My next stop was the Micro Museum a personal project of Mike and Carol Deer. This museum traces the history of calculators, computers and computer games. It features a large collection put together by its owners over the years and now displayed in cabinets with information boards on the walls. Having only ever indulged in long sessions trying to build walls with Tetris I was amazed at the variety of computer games and their evolution over the years. I would have loved to have had a go in the Sinclair C5 but sadly it was suffering from a flat tyre and out of service.
My accommodation that night was the delightfully quaint Royal Harbour Hotel and I enjoyed a splendid dinner in their Empire Room Restaurant – the ‘empire’ of local chef Craig Mather a keen promoter of local produce. This hotel occupies three Georgian houses in a beautifully preserved crescent of the same era. Ramsgate is second only to London for its Georgian and Victorian buildings. The owner, James Thomas has gone to a lot of trouble to create a comfortable and unique ambience and nothing is too much trouble for David, the manager. The hotel faces the Royal Harbour and has several snug sitting rooms that look out to sea. After an excellent breakfast I was ready to continue my exploration of Ramsgate.
The next morning, I booked a tour of the Ramsgate Tunnels. After watching a short film, we collected helmets and torches and made our way into the tunnels. We started in the old railway tunnel before exploring the tunnels hewn out of the chalk cliffs of Ramsgate. Theses tunnels could shelter 60,000 people. It was thanks to the perseverance of Mayor Alderman ABC Kempe, the ‘Top Hat Mayor’ that the tunnels were built. They led off the railway tunnel whose operations were suspended during the wall. People who had lost their homes in the war were able to set up home in tents in the railway tunnel. The other tunnels were used only as air raid shelters. Bunk beds were placed along one side of these tunnels but bedding had to be carried to and fro as the condensation in the tunnels was so bad it soon become too damp to use. Space was limited as the other side of the tunnel had to be kept clear to allow free movement through the tunnels. There were chemical toilets at regular intervals and ‘comfort’ stations where grazed knees could be bandaged and tears dried up. The tunnels were lit but not very well and when the lights failed torches were the only source of light. Walking through the tunnels was a unique experience.
At the other end of the sea-front I explored another aspect of Ramsgate, its religious significance. The renowned Gothic revival architect Augustus Welby Northmore Pugin chose to live in Ramsgate where he built a family home, the Grange, and a church. A keen convert to the Catholicism he was hoping to head a revival of this religion in England. Both buildings have been renovated and now welcome visitors. The Catholic church, dedicated to Saint Augustine, houses the shrine of this saint and is the focus for organised pilgrimages.

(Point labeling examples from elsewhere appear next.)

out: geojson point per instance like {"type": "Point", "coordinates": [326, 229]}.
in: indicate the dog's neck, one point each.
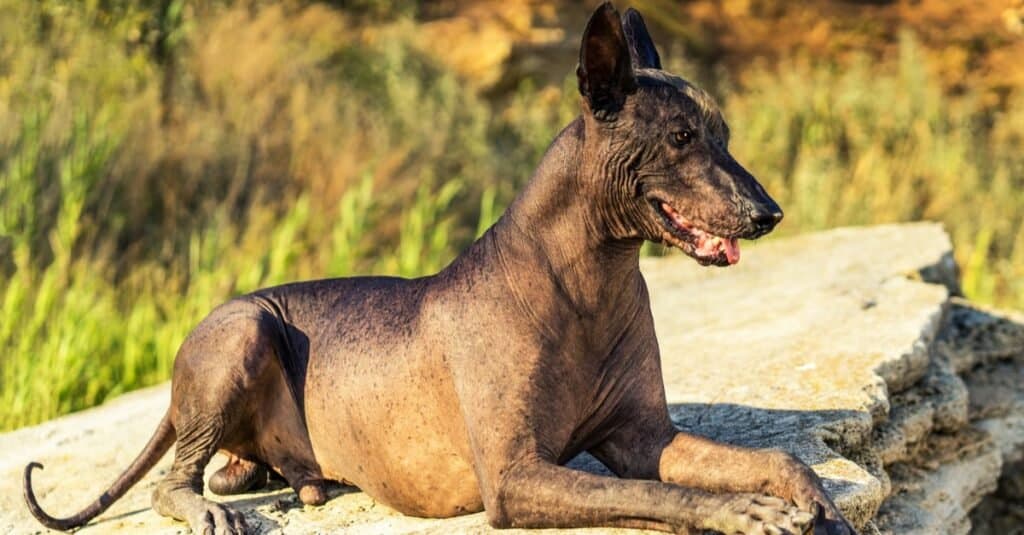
{"type": "Point", "coordinates": [556, 228]}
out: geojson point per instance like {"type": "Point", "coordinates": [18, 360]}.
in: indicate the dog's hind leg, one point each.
{"type": "Point", "coordinates": [239, 476]}
{"type": "Point", "coordinates": [219, 366]}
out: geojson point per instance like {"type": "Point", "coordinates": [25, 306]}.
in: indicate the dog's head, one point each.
{"type": "Point", "coordinates": [665, 172]}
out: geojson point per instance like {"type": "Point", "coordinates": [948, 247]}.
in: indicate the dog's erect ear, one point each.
{"type": "Point", "coordinates": [641, 45]}
{"type": "Point", "coordinates": [605, 71]}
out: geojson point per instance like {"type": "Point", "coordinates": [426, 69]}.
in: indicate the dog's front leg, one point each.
{"type": "Point", "coordinates": [695, 461]}
{"type": "Point", "coordinates": [540, 494]}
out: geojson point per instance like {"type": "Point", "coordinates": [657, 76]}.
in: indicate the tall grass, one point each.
{"type": "Point", "coordinates": [156, 163]}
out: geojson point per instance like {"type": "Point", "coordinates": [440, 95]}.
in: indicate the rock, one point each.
{"type": "Point", "coordinates": [825, 345]}
{"type": "Point", "coordinates": [936, 492]}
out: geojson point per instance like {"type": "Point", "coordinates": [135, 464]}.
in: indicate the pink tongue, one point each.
{"type": "Point", "coordinates": [731, 247]}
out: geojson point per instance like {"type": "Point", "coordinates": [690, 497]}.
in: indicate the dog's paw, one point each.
{"type": "Point", "coordinates": [215, 519]}
{"type": "Point", "coordinates": [759, 515]}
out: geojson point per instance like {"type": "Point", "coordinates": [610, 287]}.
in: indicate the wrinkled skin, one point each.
{"type": "Point", "coordinates": [469, 389]}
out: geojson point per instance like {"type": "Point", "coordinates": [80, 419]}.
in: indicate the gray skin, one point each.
{"type": "Point", "coordinates": [469, 389]}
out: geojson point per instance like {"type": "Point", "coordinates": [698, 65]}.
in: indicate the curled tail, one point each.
{"type": "Point", "coordinates": [157, 447]}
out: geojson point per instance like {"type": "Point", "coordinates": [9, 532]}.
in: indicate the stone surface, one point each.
{"type": "Point", "coordinates": [935, 493]}
{"type": "Point", "coordinates": [799, 346]}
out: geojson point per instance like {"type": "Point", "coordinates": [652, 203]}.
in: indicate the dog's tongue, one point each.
{"type": "Point", "coordinates": [709, 245]}
{"type": "Point", "coordinates": [731, 247]}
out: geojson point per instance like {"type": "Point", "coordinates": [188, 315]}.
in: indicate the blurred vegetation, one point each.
{"type": "Point", "coordinates": [158, 158]}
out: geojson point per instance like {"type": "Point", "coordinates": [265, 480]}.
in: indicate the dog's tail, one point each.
{"type": "Point", "coordinates": [158, 446]}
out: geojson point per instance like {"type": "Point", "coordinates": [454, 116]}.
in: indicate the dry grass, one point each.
{"type": "Point", "coordinates": [289, 141]}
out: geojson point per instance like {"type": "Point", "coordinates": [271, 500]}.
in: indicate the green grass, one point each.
{"type": "Point", "coordinates": [142, 183]}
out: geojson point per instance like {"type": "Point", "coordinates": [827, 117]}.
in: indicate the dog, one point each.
{"type": "Point", "coordinates": [469, 389]}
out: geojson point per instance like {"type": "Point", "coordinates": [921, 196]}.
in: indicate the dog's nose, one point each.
{"type": "Point", "coordinates": [767, 219]}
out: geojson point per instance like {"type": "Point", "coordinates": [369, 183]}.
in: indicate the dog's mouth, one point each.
{"type": "Point", "coordinates": [704, 246]}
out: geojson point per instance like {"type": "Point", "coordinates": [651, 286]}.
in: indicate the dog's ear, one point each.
{"type": "Point", "coordinates": [641, 45]}
{"type": "Point", "coordinates": [605, 72]}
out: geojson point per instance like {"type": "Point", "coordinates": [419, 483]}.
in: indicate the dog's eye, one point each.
{"type": "Point", "coordinates": [681, 138]}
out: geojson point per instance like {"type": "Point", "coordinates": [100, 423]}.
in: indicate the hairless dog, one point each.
{"type": "Point", "coordinates": [469, 389]}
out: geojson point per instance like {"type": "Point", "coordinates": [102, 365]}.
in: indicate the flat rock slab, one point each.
{"type": "Point", "coordinates": [798, 347]}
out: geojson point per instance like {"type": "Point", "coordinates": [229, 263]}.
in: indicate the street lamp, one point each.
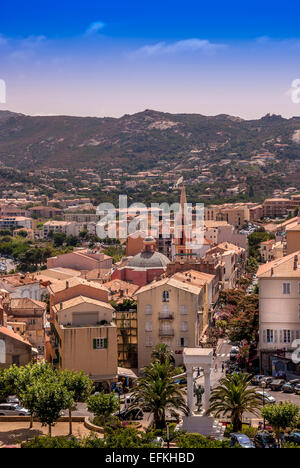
{"type": "Point", "coordinates": [263, 384]}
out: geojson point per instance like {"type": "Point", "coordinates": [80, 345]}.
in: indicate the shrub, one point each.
{"type": "Point", "coordinates": [51, 442]}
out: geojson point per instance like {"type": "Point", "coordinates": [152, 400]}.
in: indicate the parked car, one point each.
{"type": "Point", "coordinates": [257, 379]}
{"type": "Point", "coordinates": [241, 440]}
{"type": "Point", "coordinates": [134, 414]}
{"type": "Point", "coordinates": [264, 440]}
{"type": "Point", "coordinates": [181, 381]}
{"type": "Point", "coordinates": [268, 399]}
{"type": "Point", "coordinates": [267, 381]}
{"type": "Point", "coordinates": [297, 389]}
{"type": "Point", "coordinates": [288, 387]}
{"type": "Point", "coordinates": [12, 409]}
{"type": "Point", "coordinates": [276, 384]}
{"type": "Point", "coordinates": [293, 438]}
{"type": "Point", "coordinates": [13, 399]}
{"type": "Point", "coordinates": [158, 442]}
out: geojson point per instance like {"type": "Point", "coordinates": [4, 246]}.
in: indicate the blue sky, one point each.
{"type": "Point", "coordinates": [110, 58]}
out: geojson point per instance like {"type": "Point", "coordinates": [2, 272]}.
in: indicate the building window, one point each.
{"type": "Point", "coordinates": [270, 336]}
{"type": "Point", "coordinates": [149, 341]}
{"type": "Point", "coordinates": [16, 360]}
{"type": "Point", "coordinates": [99, 343]}
{"type": "Point", "coordinates": [183, 342]}
{"type": "Point", "coordinates": [183, 326]}
{"type": "Point", "coordinates": [166, 296]}
{"type": "Point", "coordinates": [286, 336]}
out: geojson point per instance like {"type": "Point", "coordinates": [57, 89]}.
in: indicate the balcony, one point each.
{"type": "Point", "coordinates": [166, 332]}
{"type": "Point", "coordinates": [165, 316]}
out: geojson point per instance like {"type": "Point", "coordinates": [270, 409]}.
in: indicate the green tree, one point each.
{"type": "Point", "coordinates": [162, 353]}
{"type": "Point", "coordinates": [50, 398]}
{"type": "Point", "coordinates": [281, 416]}
{"type": "Point", "coordinates": [103, 405]}
{"type": "Point", "coordinates": [233, 396]}
{"type": "Point", "coordinates": [158, 393]}
{"type": "Point", "coordinates": [27, 377]}
{"type": "Point", "coordinates": [59, 238]}
{"type": "Point", "coordinates": [194, 441]}
{"type": "Point", "coordinates": [80, 385]}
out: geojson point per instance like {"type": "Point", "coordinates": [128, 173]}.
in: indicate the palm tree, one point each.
{"type": "Point", "coordinates": [157, 393]}
{"type": "Point", "coordinates": [234, 396]}
{"type": "Point", "coordinates": [162, 353]}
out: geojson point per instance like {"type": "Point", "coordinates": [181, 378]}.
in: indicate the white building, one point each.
{"type": "Point", "coordinates": [279, 314]}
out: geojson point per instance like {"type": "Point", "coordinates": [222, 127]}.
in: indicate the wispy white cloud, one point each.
{"type": "Point", "coordinates": [186, 45]}
{"type": "Point", "coordinates": [94, 28]}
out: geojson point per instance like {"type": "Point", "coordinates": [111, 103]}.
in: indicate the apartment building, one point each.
{"type": "Point", "coordinates": [233, 260]}
{"type": "Point", "coordinates": [271, 250]}
{"type": "Point", "coordinates": [32, 314]}
{"type": "Point", "coordinates": [293, 236]}
{"type": "Point", "coordinates": [14, 349]}
{"type": "Point", "coordinates": [235, 214]}
{"type": "Point", "coordinates": [45, 212]}
{"type": "Point", "coordinates": [279, 313]}
{"type": "Point", "coordinates": [173, 312]}
{"type": "Point", "coordinates": [14, 222]}
{"type": "Point", "coordinates": [19, 285]}
{"type": "Point", "coordinates": [84, 336]}
{"type": "Point", "coordinates": [82, 259]}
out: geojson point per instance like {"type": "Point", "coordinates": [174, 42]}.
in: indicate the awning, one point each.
{"type": "Point", "coordinates": [123, 372]}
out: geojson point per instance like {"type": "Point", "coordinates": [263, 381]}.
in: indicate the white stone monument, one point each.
{"type": "Point", "coordinates": [199, 423]}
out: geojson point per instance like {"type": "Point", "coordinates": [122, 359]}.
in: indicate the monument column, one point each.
{"type": "Point", "coordinates": [206, 387]}
{"type": "Point", "coordinates": [190, 389]}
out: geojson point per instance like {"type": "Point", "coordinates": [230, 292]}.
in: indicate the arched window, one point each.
{"type": "Point", "coordinates": [166, 296]}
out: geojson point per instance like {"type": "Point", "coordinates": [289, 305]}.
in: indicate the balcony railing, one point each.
{"type": "Point", "coordinates": [166, 316]}
{"type": "Point", "coordinates": [166, 332]}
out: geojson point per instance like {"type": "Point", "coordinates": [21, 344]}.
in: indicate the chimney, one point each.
{"type": "Point", "coordinates": [295, 262]}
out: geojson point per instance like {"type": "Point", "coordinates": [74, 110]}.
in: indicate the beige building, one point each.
{"type": "Point", "coordinates": [83, 335]}
{"type": "Point", "coordinates": [271, 250]}
{"type": "Point", "coordinates": [236, 214]}
{"type": "Point", "coordinates": [279, 313]}
{"type": "Point", "coordinates": [83, 259]}
{"type": "Point", "coordinates": [293, 236]}
{"type": "Point", "coordinates": [14, 349]}
{"type": "Point", "coordinates": [86, 338]}
{"type": "Point", "coordinates": [173, 312]}
{"type": "Point", "coordinates": [33, 314]}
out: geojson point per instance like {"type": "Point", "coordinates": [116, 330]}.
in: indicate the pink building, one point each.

Ramsgate is undergoing an exciting revival with the help of its dedicated volunteers – like Michael at the Maritime Museum
And Gill and David in the tunnels.
The Royal Victoria Pavilion, a grade 2 listed building is currently being renovated and should be re-opened in the summer of 2017. Several small museums and attractions are welcoming visitors thanks to the efforts of enthusiastic volunteers and previously run-down areas are being re-generated by the occupation of small businesses, restaurants and cafés. The Arches on the Royal Harbour are a good example of this re-generation.
Ramsgate is within easy reach of London thanks to a high speed train service from St Pancras station in London (75 minutes). Access by road is also very good.